Sir David will be discussing the educational value of modern aquariums at the annual meeting of the British Association for the Advancement of Science, in Southampton next week.

The week-long meeting, 'Science Festival 92', is expected to attract up to 6,000 people to a range of lectures, 'hands-on' science experiments, and demonstrations.

One notable absentee from the country's largest science jamboree will be the country's first Minister for Science in three decades. Officials said that William Waldegrave, the Chancellor of the Duchy of Lancaster, had turned down an invitation to go to Southampton. He will be on holiday. His junior minister, Robert Jackson, will be attending instead.

Sir David, who is this year's president of the association, revealed yesterday that his interest in the natural world - which led eventually to television spectaculars such as the Life on Earth trilogy being shown on the BBC - was fostered by the association.

In the 1930s, when he was still a boy, the association held its annual meeting in Leicester, near his home. Papers on geology presented at the meeting fired his interest to go out and look at the local pre- Cambrian Charnwood rocks. But Sir David warned that the association was perilously short of money. It had to live an extraordinary 'hand-to-mouth existence for an organisation tackling as important a national issue' as popularising science.
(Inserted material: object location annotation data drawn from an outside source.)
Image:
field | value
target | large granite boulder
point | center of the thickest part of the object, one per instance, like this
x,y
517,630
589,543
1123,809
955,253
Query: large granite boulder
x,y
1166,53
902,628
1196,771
'We have the energy and the will to do a great deal more, but it depends on money,' he said.

The association hopes to double its income over the next five years to improve its efforts to promote public awareness and understanding of science and technology.

It will be seeking more funds from industry and from charitable trusts, but it will also be approaching the Government, in the guise of the new Office of Science and Technology, to try to secure more public funding.